[ExI] Alien Planet's Missing Methane Stumps Scientists

spike spike66 at att.net
Sat Sep 18 20:15:11 UTC 2010


> From: Stirling Westrup [mailto:swestrup at gmail.com] 
> Subject: Re: [ExI] Alien Planet's Missing Methane Stumps Scientists
> 
> On Sat, Sep 18, 2010 at 12:46 PM, Dan <dan_ust at yahoo.com> wrote:
> > 
>
http://www.space.com/scienceastronomy/alien-planet-missing-methane-100915.ht
ml
> >
> > Okay. Totally off the wall speculation: ET harvested the methane and 
> > that's why it's missing. :)
> >
> > Of course, my guess is the cause is that the model used to predict 
> > abundance is wrong. Or there's some observational error.
> >
> I vote for alien chemistry.

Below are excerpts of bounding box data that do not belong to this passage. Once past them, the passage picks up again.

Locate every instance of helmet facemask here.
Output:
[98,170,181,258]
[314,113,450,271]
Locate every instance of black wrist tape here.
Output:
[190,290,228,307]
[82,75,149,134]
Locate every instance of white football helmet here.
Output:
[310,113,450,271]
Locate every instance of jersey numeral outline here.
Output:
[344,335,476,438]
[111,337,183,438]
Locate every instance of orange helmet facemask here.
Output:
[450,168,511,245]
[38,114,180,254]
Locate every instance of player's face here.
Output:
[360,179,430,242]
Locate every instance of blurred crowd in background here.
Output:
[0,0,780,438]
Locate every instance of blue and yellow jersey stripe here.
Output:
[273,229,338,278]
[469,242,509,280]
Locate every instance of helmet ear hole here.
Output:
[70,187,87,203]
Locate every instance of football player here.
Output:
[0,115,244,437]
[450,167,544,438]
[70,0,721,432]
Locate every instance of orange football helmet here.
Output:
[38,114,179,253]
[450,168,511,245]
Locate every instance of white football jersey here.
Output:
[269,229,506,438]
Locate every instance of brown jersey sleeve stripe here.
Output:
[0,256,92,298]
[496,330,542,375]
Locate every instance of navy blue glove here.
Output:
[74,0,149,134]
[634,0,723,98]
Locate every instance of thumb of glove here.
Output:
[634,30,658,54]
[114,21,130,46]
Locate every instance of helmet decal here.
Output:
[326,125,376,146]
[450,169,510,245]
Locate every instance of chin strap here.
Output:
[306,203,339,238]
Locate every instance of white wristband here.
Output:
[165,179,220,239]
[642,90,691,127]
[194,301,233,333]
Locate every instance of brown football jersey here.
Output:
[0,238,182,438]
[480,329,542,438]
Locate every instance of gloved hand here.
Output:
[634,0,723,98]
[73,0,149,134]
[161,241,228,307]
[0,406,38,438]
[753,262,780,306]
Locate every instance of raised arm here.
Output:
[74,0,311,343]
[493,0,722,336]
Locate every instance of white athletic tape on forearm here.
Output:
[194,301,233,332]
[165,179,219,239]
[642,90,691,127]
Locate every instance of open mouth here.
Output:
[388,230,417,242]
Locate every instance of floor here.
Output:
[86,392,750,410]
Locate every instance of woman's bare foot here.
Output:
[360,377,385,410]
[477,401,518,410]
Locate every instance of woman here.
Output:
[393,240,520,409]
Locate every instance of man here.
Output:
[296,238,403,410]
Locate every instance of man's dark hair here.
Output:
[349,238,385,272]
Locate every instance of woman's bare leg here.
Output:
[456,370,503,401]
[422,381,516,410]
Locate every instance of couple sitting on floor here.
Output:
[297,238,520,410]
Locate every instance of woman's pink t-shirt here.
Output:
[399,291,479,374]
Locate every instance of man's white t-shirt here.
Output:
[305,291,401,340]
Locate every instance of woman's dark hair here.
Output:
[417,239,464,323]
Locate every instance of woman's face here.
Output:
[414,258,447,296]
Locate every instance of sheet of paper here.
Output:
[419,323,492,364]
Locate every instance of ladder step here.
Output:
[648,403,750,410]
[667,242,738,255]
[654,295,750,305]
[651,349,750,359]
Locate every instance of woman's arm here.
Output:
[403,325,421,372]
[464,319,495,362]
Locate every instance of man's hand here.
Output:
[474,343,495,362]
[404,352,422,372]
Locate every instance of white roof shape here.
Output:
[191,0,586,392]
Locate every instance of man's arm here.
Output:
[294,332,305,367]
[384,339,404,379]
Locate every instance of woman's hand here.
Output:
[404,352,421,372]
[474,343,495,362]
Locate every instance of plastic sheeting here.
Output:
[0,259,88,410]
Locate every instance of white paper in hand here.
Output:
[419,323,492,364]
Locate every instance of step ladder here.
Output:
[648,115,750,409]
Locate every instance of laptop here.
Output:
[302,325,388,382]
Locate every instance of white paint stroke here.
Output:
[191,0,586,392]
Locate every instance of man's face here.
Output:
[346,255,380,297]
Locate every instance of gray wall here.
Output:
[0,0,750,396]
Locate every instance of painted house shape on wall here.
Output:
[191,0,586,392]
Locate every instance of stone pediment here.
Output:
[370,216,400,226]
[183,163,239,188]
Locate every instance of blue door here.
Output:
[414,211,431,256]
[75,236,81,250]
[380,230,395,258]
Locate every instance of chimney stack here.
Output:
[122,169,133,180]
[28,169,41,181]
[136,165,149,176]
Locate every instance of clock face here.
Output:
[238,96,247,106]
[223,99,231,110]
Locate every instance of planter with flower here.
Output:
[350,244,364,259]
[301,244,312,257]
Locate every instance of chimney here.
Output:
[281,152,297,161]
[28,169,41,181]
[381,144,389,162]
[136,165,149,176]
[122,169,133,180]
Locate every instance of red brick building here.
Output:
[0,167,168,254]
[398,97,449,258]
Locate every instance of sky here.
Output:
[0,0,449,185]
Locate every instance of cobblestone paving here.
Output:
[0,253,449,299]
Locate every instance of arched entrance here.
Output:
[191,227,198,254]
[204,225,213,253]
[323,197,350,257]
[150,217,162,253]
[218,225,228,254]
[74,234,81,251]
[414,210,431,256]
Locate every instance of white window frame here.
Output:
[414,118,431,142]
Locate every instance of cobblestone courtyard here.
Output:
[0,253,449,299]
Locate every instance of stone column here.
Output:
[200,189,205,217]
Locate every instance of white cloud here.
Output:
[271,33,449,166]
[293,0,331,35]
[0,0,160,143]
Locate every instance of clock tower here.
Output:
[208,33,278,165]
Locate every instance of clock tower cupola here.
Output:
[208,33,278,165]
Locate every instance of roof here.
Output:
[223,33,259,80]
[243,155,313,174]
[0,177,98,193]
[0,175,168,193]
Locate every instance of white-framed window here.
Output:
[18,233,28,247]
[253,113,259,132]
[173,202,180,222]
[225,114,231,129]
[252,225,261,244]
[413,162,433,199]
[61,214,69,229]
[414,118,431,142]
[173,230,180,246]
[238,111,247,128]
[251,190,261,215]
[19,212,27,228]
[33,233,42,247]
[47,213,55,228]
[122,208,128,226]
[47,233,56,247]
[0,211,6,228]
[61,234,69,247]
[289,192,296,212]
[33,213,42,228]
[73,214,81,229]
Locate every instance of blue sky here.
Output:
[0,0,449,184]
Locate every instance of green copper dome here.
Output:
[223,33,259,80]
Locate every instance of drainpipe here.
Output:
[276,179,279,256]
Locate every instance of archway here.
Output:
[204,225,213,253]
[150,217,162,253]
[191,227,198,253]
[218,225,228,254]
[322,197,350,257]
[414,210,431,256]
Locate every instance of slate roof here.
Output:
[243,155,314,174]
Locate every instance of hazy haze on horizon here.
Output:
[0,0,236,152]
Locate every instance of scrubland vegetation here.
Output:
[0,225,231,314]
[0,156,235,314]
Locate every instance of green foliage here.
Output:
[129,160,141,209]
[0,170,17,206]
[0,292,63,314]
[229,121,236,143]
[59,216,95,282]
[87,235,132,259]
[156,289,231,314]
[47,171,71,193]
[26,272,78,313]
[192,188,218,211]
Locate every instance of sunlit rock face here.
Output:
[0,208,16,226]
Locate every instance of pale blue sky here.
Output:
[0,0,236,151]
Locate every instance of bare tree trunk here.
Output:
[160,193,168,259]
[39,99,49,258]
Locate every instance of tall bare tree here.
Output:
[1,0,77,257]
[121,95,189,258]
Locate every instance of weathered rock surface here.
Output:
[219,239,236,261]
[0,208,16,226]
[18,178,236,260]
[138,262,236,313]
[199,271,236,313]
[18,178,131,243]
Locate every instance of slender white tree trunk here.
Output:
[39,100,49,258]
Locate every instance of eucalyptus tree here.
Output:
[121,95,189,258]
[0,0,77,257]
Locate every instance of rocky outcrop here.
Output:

What we don't know about 
> chemistry under non-terrestrial conditions is huge... Stirling Westrup

Ja, I mostly dismiss the notion of observational error, but agree that we
don't know very well all the chemistry when the surface is over 500 degrees.
I am intrigued with the notion that some extremophile might have evolved
there and devoured the methane.  Recall that is pretty much what happened on
this planet: life originally evolved here in a reducing environment, rich in
methane and other organics.  The early plants and beasts devoured much of
that methane and the other *anes.  Then that crowd were later poisoned by
oxygen.  We are the freaks that escaped that poisonng event.

Wouldn't it be wicked cool if that's what is going on?